The following chunk will serve us very well because it represents the confluence of Python and R. The class that is being defined here is named *LogisticRegressionModel*. This is the algorithm that will be used to train the model. This class is inheriting from another class: Linear, which is part of the torch.nn library. We will just add a method to the class, forward(), before we finish. What it is interesting here is that the machine learning class is entirely written in Python, not in R. I will not explain now why is has to be that way in this episode. The class (code in green), is then assigned to the *main* object in R, and immediately extracted from main itself, to an R object named *LogisticRegressionModel*, same as its relative in Python. Note that we used the dollar sign *$* to extract an object from main. This *$* sign is how you extract objects in R, while in Python we use the dot, like in *nn.Linear*.

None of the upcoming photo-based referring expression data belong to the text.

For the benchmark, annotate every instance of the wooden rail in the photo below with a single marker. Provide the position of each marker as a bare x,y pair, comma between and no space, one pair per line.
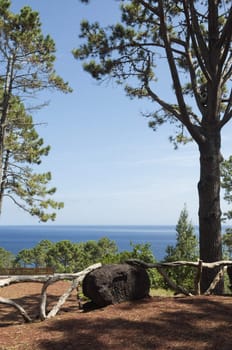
20,271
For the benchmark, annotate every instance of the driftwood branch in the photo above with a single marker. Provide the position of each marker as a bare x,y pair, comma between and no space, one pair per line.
21,310
199,265
171,284
211,265
215,281
76,278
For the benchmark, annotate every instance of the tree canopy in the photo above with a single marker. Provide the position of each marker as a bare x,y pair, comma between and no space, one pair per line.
191,40
27,67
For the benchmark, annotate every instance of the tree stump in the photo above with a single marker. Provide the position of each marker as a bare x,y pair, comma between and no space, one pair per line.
111,284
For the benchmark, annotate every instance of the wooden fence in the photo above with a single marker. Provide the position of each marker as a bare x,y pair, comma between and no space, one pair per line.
199,265
19,271
46,276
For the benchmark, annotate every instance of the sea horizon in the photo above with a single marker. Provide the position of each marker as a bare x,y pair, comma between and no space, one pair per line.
15,238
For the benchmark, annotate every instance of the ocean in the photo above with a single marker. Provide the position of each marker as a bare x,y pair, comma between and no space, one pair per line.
16,238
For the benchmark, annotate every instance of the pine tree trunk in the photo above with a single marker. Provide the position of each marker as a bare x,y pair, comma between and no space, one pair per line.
209,206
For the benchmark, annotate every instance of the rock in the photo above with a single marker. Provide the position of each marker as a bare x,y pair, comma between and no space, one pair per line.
111,284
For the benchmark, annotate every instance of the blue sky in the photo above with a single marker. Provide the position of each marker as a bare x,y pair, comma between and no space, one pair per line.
107,165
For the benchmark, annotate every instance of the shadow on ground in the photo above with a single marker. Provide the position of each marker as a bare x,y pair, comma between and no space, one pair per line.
181,323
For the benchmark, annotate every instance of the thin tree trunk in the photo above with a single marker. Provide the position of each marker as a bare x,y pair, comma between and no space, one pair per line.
209,206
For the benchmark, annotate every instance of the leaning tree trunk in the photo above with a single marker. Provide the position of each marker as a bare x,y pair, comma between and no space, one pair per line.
209,206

This block doesn’t print anything but the next one will. Move your cursor to the next chunk, press on the green arrow. And you will get an output.
Besides indicating the size of the input and output, we are printing the settings of the class *LogisticRegressionModel*, which is confirming for us that the number of features in the input is 784 (number of pixels in a 28 by 28 matrix), and features in the output is 10 (number of digits from 0-9).
In fact, we are scratching the surface in terms of learning more about the internals of Python and its interaction with R. We are skipping lot of material for now. But you could learn a lot now just by comparing the notebooks in Python and R, chunk by chunk.
Our next stop, before closing this episode, is moving the cursor to the last chunk in line 409. Everything that has been prepared, defined, and set here has been with purpose of making the following loops to work: The epoch loop; the training dataset loop; and the testing dataset loop.
The loop we are most interested in is the one in the middle because it iterates throughout all the 60,000 hand-written digit images to learn.
You will find that the code in R in this chunk is pretty similar to its counterpart in Python. The difference is primarily how we address the objects, such as the iterator train_loader, iter_train_dataset, and train_obj. Everything else is pure PyTorch with R notation.
The other loop that is interesting is the inner loop, which calculates the accuracy after the training dataset went through an epoch.
The iteration on the testing dataset and addressing the objects is similar to the loop above. But this time we are calculating how many of the predicted images from the training job are matching the unseen digit images in the test dataset, and then calculate the percentage of correct predictions respect to the total number of images in the test dataset. This calculation is performed at the end of every epoch. There are five epochs.
If we run the chunk it will take few minutes and give us this output, which is pretty approximate to the results given by the Python Rmarkdown notebook.
One more thing we are going to do before closing this episode is printing the notebook to a HTML file or web page that you can view in a browser. To do this we will move our attention to the top part of the pane. Just below, to the right of the name of the notebook, there is a little blue icon with the label Knit.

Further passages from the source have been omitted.